The underlying gold-market theme in recent days, weeks, and months has been and continues to be selling of paper gold derivatives, including gold ETFs and futures, and over-the-counter dealer and interbank trading in Western markets and, all the while, strong physical demand for bullion products and investment-grade jewelry mostly in Eastern markets.
The Paradox Explained
Importantly, much of the activity in dealer and interbank trading goes unreported — with selling and “high-frequency trading” by the “dark pools” of liquidity at crucial chart points in order to trigger and profit from the bigger waves of selling that follow.
Much of this undercover activity is made possible by the Fed’s near-zero interest rate policy.
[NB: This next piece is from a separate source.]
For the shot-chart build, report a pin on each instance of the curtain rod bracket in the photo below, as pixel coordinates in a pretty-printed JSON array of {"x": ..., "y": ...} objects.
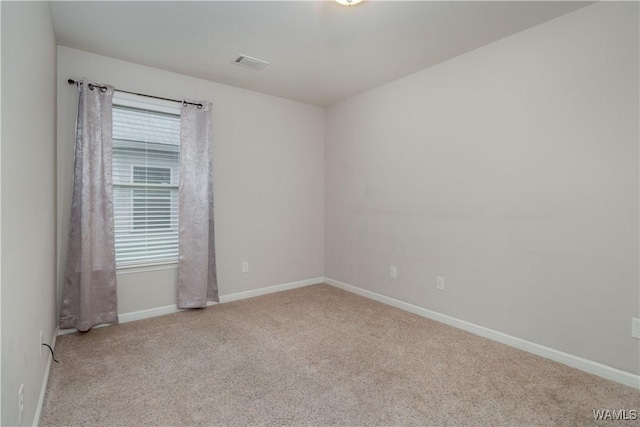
[{"x": 183, "y": 102}]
The dealers and traders that comprise these dark pools are so profitable precisely because their cost of money is so low and the availability of liquidity is seemingly unlimited.
Indeed, this machine-driven trading activity at least partly explains the paradoxical failure of gold to move higher — as should be expected during a period of super-accommodative, highly reflationary, monetary policies pursued by the Fed and other major central banks around the world.
While some of this low-cost liquidity is funding the “bubble” on Wall Street, along with some small recovery in the U.S. housing market, and even strong physical gold demand around the world, it is also funding this dark pool trading activity that has been pressuring gold to incrementally lower price levels.
If this were a sic-fi movie it might be titled “Invasion of the Machines.” And, just like the movies, the good guys — those with patience who have trusted the long side — will win in the end.